Dept. of Computer Science & Engineering, Faculty of Applied Sciences, University of West Bohemia, Univerzitni 8, Plzeň, 30100, Czech Republic; NTIS - New Technologies for the Information Society, Faculty of Applied Sciences, University of West Bohemia, Univerzitni 8, Plzeň, 30100, Czech Republic.
Comput Biol Med. 2024 Aug;178:108672. doi: 10.1016/j.compbiomed.2024.108672. Epub 2024 May 27.

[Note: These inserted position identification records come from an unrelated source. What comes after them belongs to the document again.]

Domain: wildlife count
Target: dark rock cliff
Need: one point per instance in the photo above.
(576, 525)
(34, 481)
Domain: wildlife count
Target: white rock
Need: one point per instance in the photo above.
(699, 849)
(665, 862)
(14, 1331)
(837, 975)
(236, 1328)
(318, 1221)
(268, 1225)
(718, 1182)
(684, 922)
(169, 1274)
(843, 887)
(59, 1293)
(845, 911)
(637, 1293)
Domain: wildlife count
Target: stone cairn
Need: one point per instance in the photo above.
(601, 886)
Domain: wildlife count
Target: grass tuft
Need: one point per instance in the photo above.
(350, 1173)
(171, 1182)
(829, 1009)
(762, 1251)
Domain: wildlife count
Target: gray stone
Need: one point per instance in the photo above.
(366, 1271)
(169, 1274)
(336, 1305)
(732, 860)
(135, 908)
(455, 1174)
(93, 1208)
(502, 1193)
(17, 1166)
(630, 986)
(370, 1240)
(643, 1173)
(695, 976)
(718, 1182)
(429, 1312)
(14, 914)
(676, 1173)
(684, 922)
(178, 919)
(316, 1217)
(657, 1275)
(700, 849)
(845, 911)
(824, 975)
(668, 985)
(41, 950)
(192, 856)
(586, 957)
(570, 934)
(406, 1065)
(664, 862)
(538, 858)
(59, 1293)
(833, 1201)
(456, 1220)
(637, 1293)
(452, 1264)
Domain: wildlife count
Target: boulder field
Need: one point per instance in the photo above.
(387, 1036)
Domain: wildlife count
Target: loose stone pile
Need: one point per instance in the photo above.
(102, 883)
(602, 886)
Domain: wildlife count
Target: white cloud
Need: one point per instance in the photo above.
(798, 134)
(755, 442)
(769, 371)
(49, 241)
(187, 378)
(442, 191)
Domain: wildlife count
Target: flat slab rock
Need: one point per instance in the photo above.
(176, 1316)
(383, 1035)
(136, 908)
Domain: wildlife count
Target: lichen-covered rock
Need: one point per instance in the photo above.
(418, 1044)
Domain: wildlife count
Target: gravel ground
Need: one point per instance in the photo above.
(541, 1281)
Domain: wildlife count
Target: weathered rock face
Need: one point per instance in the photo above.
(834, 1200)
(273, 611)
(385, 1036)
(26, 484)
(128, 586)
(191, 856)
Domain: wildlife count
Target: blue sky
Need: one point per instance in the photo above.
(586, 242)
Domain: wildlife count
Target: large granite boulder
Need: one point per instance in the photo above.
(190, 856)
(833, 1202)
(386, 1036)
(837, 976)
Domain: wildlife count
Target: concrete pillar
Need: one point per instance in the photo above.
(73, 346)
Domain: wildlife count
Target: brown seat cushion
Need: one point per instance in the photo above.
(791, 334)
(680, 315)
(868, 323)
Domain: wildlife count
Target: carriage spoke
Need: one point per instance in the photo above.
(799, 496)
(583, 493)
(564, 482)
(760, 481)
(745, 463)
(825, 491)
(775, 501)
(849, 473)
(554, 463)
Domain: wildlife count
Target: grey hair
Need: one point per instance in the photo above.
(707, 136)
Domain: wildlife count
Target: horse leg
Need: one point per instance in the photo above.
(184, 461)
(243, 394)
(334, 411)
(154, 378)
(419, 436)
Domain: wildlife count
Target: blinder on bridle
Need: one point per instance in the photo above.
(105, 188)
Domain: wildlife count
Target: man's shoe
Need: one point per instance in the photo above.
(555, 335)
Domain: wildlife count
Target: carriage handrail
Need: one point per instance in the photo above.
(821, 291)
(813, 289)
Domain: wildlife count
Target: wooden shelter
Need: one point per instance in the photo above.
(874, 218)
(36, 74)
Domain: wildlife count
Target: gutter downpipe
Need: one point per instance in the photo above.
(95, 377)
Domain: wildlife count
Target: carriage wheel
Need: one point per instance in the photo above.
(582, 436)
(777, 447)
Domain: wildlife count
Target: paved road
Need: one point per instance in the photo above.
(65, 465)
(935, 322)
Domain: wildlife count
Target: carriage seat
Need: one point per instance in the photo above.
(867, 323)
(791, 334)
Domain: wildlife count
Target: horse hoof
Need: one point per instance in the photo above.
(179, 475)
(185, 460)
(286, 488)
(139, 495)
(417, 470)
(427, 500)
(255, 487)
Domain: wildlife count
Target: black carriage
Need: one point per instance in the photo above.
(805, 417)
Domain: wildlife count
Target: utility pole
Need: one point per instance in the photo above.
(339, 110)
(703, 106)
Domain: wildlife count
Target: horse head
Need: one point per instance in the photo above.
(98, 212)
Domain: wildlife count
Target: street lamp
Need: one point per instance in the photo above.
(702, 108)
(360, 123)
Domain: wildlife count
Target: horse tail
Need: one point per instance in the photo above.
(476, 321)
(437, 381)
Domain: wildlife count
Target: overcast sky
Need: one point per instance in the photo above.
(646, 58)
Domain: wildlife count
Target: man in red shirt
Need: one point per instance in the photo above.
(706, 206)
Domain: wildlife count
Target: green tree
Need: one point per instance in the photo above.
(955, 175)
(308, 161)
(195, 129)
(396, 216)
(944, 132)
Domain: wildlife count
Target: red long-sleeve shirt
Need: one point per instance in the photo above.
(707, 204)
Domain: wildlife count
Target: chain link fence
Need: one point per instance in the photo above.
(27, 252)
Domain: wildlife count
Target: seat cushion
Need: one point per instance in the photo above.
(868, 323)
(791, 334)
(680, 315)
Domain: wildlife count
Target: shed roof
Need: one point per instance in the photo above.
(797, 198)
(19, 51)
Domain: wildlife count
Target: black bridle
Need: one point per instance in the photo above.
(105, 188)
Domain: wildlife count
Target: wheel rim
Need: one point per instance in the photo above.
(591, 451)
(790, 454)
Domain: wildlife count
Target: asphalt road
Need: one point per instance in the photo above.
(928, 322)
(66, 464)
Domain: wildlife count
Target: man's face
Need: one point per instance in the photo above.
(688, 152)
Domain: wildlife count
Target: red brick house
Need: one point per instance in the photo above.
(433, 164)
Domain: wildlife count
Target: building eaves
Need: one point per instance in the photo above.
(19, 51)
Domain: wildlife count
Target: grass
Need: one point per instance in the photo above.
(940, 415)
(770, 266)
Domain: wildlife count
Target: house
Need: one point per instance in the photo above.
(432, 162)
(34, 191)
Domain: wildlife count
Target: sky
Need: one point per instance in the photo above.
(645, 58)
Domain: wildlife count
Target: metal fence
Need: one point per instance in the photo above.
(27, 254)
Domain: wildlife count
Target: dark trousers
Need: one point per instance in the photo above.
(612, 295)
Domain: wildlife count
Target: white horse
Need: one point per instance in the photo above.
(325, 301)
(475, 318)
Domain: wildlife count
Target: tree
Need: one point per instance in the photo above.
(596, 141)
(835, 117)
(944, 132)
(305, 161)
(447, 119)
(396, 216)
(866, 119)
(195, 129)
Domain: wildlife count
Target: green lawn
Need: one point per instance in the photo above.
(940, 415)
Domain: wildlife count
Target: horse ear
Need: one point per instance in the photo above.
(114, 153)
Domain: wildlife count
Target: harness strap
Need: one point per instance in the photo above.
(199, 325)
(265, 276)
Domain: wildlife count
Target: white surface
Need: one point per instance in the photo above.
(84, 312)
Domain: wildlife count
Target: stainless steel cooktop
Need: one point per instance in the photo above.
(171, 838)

The International Classification of Diseases (ICD) hierarchical taxonomy is used for so-called clinical coding of medical reports, typically presented in unstructured text. In the Czech Republic, it is currently carried out manually by a so-called clinical coder. However, due to the human factor, this process is error-prone and expensive. The coder needs to be properly trained and spends significant effort on each report, leading to occasional mistakes. The main goal of this paper is to propose and implement a system that serves as an assistant to the coder and automatically predicts diagnosis codes. These predictions are then presented to the coder for approval or correction, aiming to enhance efficiency and accuracy. We consider two classification tasks: main (principal) diagnosis; and all diagnoses. Crucial requirements for the implementation include minimal memory consumption, generality, ease of portability, and sustainability. The main contribution lies in the proposal and evaluation of ICD classification models for the Czech language with relatively few training parameters, allowing swift utilisation on the prevalent computer systems within Czech hospitals and enabling easy retraining or fine-tuning with newly available data. First, we introduce a small transformer-based model for each task followed by the design of a transformer-based "Four-headed" model incorporating four distinct classification heads. This model achieves comparable, sometimes even better results, against four individual models. Moreover this novel model significantly economises memory usage and learning time. We also show that our models achieve comparable results against state-of-the-art English models on the Mimic IV dataset even though our models are significantly smaller.
《疾病和有关健康问题的国际统计分类》(ICD)层次分类法用于对医疗报告进行所谓的临床编码,这些报告通常以非结构化文本的形式呈现。在捷克共和国,目前由所谓的临床编码员手动进行。然而,由于人为因素,这个过程容易出错且成本高昂。编码员需要经过适当的培训,并在每个报告上投入大量精力,因此偶尔会出现错误。本文的主要目标是提出并实现一个系统,作为编码员的助手,自动预测诊断代码。然后将这些预测结果呈现给编码员进行批准或更正,旨在提高效率和准确性。我们考虑了两个分类任务:主要(主要)诊断和所有诊断。实现的关键要求包括最小的内存消耗、通用性、易于移植性和可持续性。主要贡献在于提出并评估了具有相对较少训练参数的捷克语 ICD 分类模型,这些模型可以快速在捷克医院中普遍使用的计算机系统上使用,并可以轻松地使用新获得的数据进行重新训练或微调。首先,我们为每个任务引入了一个基于小型转换器的模型,然后设计了一个基于转换器的“四头”模型,其中包含四个不同的分类头。该模型的结果与四个独立模型相当,有时甚至更好。此外,这个新颖的模型显著节省了内存使用和学习时间。我们还表明,即使我们的模型小得多,我们的模型在 Mimic IV 数据集上与最先进的英语模型相比也能达到相当的结果。